If our taxes rise significantly, as they seem likely to, we can cut back on some things. The (legal) immigrant from Mexico who owns the lawn service we employ will suffer, as will the (legal) immigrant from Poland who cleans our house a few times a month. We can cancel our cell phones and some cable channels, as well as take our daughter from her art class at the community art center, but these are only a few hundred dollars per month in total. But more importantly, what is the theory under which collecting this money in taxes and deciding in Washington how to spend it is superior to our decisions?
"Significantly," in this case seems to ignore that only the portion of the taxes on income over $250K would be increased, if President Obama gets his way. If he's just clearing $250K, he could well wind up with a net tax cut!
As for the rhetorical question, it's important to note here that it's an argument against paying taxes at all, not an argument about the equities of subjecting a small percentage of Mr. Henderson's income to a higher marginal rate in order to fund things like unemployment insurance extensions, COBRA subsidies, national defense, or deficit reduction.
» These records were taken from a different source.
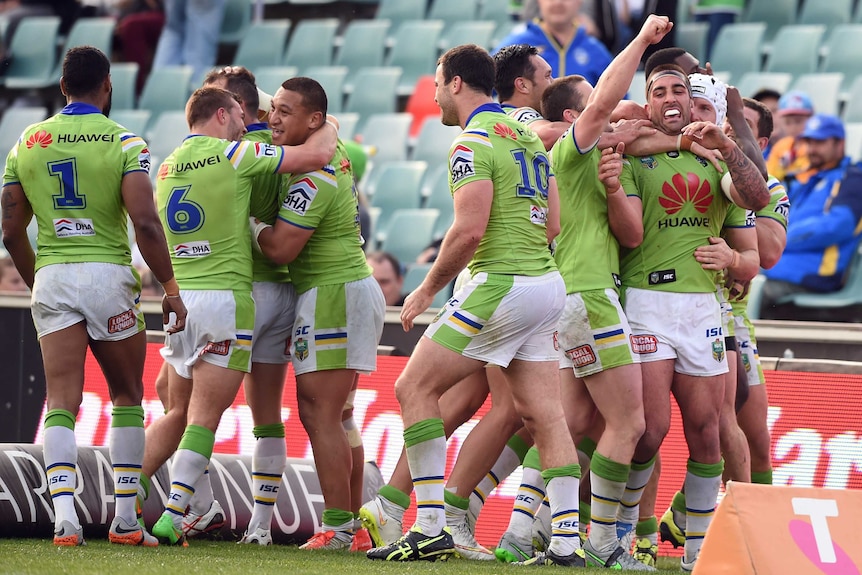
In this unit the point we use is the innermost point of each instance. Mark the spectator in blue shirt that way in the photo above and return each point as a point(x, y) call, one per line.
point(562, 41)
point(824, 226)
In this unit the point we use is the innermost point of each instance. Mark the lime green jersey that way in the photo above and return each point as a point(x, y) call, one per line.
point(683, 206)
point(265, 199)
point(203, 191)
point(496, 147)
point(587, 254)
point(327, 202)
point(71, 167)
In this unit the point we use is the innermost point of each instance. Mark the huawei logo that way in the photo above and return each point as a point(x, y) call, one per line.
point(41, 137)
point(682, 189)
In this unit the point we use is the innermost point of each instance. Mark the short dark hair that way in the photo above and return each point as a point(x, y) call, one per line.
point(240, 81)
point(205, 101)
point(663, 56)
point(512, 62)
point(84, 70)
point(764, 121)
point(313, 95)
point(472, 63)
point(562, 95)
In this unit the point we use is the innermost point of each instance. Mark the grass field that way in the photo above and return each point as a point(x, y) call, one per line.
point(35, 556)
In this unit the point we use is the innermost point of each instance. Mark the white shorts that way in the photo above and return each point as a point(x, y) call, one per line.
point(107, 297)
point(496, 318)
point(274, 313)
point(338, 327)
point(594, 333)
point(219, 330)
point(681, 326)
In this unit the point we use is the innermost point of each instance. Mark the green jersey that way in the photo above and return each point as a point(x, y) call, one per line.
point(327, 202)
point(265, 199)
point(588, 254)
point(495, 147)
point(203, 191)
point(71, 167)
point(683, 206)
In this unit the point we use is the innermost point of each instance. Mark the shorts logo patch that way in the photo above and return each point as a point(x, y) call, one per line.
point(718, 350)
point(644, 343)
point(582, 356)
point(72, 227)
point(461, 163)
point(192, 249)
point(122, 322)
point(300, 196)
point(217, 347)
point(300, 348)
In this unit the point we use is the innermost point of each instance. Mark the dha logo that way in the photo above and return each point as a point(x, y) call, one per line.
point(70, 227)
point(192, 249)
point(41, 137)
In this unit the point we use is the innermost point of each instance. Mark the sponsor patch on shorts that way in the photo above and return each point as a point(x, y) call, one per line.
point(582, 355)
point(122, 322)
point(644, 343)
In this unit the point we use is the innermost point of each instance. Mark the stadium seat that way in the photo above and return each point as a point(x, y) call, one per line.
point(124, 75)
point(843, 53)
point(751, 82)
point(263, 44)
point(737, 49)
point(386, 135)
point(433, 143)
point(415, 52)
point(824, 90)
point(34, 50)
point(270, 78)
point(479, 32)
point(396, 186)
point(408, 233)
point(13, 123)
point(362, 46)
point(773, 13)
point(451, 11)
point(235, 22)
point(691, 36)
point(332, 80)
point(311, 44)
point(375, 93)
point(795, 50)
point(167, 89)
point(134, 121)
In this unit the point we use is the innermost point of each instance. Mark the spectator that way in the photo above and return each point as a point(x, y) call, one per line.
point(387, 271)
point(787, 155)
point(823, 233)
point(562, 40)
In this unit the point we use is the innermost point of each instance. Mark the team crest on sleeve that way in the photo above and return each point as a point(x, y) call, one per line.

. . . If these cuts don’t work, we will sell our house – into an already spiraling market of declining asset values – and our cars, assuming someone will buy them . . .
Henderson now makes it explicit that he wants the tax code to subsidize his purchase of a house he seemingly cannot afford. And here's the kicker:
The problem with the president’s plan is that the super rich don’t pay taxes – they hide in the Cayman Islands or use fancy investment vehicles to shelter their income. We aren’t rich enough to afford this – I use Turbo Tax. But we are rich enough to be hurt by the president’s plan. The next time the president comes home to Chicago, he has a standing invitation to come to my house (two blocks from his) and judge for himself whether the Hendersons are as rich as he thinks.
Here, I happen to agree with the first two sentences, so in the end it's sad to see someone as educated and intelligent as Todd Henderson turning his rhetorical skills to attack those poorer than he is (and those who want to help those poorer than he) instead of directing it at the super-rich, at tax shelters, at the carried interest exception, and so on. Just another example of how the rich dominate our civic discourse. The recession has upset the sense of entitlement of a lot of people -- but the right response is not to move away from income equality but towards it. Restoring the Clinton era tax rates for incomes over $250,000 is a good start.